Politics isn’t the only thing kicking up dust in Colorado.Human activity in the West over the past 200 years has made the region 500 percent dustier than presettlement days, according to a new study by University of Colorado-Boulder researchers.
The paper looks at dust deposition in Colorado’s San Juan Mountains going back 5,000 years.
“From about 1860 to 1900, the dust deposition rates shot up so high that we initially thought there was a mistake in our data,” said the lead author, geologist Jason Neff. “But the evidence clearly shows the western U.S. had its own Dust Bowl beginning in the 1800s when the railroads went in and cattle and sheep were introduced into the rangelands.”

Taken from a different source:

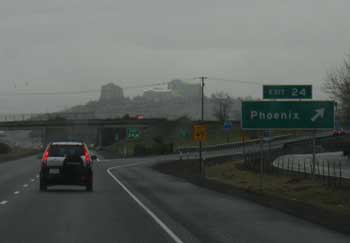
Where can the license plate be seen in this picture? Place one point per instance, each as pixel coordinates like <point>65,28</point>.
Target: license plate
<point>54,171</point>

Windblown dust near Utah’s Canyonlands National Park. Photo by Jason Neff
The report says that drought is unlikely to be the cause of the increased dust. Although there have been droughts in the West over the last 200 years, “these droughts have been considerably shorter and less severe than several drought events that have occurred over the 2,000 years in the region, making it unlikely that drought is the primary cause for the increased dust loading observed in this study.”
Instead, the “intensification of western U.S. land use, and particularly livestock grazing activities” is the likely culprit, the paper, published in the journal Nature Geoscience, concludes.
“Overall, nearly 70 percent of the natural ecosystems of the western United States have been affected by livestock grazing, resulting in loss of soil stability and increases in wind erosion of soil. The extensive degradation of western U.S. rangelands led to the Taylor Grazing Act of 1934, which imposed regulations and restrictions on grazing activities in these rangelands. At about this time, the mass accumulation rates of the lake sediments begin a moderate decline, which persists through the second half of the 20th century.”
Dust accumulation has been shown to have important impacts on several levels. For instance, in a paper published last summer, research scientist Tom Painter of the University of Colorado’s Snow and Ice Data Center found that snow in the San Juans was melting 18 to 35 days earlier than usual because of dust cover. All of the global climate models, Painter says, “show that there will a drying and warming in the southwest United States. This leads us to think that we may get greater dust emissions.”
Neff and colleagues say that the increased dust loads may also affect nutrient transport and biogeochemical recycling.